Giovanna vuole dare un messaggio a chi vive in una situazione come quella ha affrontato lei, ma anche all’intera società. “Oggi, rispetto a vent’anni fa, c’è molta più attenzione su questo tema, ma non è sufficiente: bisogna fare di più. Educhiamo i bambini a scuola, appendiamo manifesti nei centri commerciali, scendiamo in piazza, facciamo corsi di formazione per le forze dell’ordine e organizziamo campagne di sensibilizzazione rivolte a tutti, per creare una società priva di qualsiasi forma di maltrattamento.

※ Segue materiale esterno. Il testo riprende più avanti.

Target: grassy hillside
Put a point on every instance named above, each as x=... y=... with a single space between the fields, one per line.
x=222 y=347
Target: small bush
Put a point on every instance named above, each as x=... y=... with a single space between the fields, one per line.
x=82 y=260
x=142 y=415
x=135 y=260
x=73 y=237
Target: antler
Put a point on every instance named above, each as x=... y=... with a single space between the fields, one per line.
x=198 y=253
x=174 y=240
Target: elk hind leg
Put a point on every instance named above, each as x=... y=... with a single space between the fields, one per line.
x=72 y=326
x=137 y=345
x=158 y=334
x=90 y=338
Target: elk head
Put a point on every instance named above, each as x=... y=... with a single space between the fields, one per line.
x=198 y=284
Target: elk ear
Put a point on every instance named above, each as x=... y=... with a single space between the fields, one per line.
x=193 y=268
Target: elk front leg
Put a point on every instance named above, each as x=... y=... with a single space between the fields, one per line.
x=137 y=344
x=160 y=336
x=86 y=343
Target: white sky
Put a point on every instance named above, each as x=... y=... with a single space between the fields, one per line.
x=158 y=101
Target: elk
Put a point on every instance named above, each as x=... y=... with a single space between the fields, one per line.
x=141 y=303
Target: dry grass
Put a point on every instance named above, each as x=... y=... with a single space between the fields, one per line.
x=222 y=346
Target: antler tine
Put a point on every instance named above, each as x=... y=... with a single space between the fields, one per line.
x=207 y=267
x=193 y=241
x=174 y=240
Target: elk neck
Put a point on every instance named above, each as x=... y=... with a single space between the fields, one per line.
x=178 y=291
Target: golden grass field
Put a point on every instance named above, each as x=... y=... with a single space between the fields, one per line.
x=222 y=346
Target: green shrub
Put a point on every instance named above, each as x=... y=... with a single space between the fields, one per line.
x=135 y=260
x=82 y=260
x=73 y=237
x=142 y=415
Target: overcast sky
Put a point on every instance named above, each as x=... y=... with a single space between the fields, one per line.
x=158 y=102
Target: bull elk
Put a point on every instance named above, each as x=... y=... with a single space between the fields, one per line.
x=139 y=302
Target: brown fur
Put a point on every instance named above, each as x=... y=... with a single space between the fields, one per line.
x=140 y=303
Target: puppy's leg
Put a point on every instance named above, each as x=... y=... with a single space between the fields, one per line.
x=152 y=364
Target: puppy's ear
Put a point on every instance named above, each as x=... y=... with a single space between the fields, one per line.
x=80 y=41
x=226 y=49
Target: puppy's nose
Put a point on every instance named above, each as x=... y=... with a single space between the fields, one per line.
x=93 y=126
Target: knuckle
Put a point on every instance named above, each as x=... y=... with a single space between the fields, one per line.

Ai miei figli insegno che la violenza inizia dalle parole con cui ci si rivolge alla propria compagna”.

Donne vittime di violenza, ma non solo

Gli alloggi per l’autonomia “La Rondine”, come quello in cui vive Giovanna, sono destinati a madri sole con bambini in seconda accoglienza, cioè donne che hanno già affrontato una prima fase di aiuto oppure che provengono da una situazione di disagio economico o di difficoltà socio-educativa lieve e che necessitano di un sostegno nella fase di reinserimento sociale. “Sosteniamo le donne e i bambini attraverso attività di consulenza pedagogica e psicologica, aiuto nell’inserimento lavorativo e accompagnamento durante l’intero percorso”, spiega la coordinatrice Rita Valente. “In media, anche se ogni progetto è personalizzato, i nuclei familiari vengono ospitati per 18-24 mesi, finché non riconquistano la serenità e l’autonomia che portano a una vita più felice e indipendente”.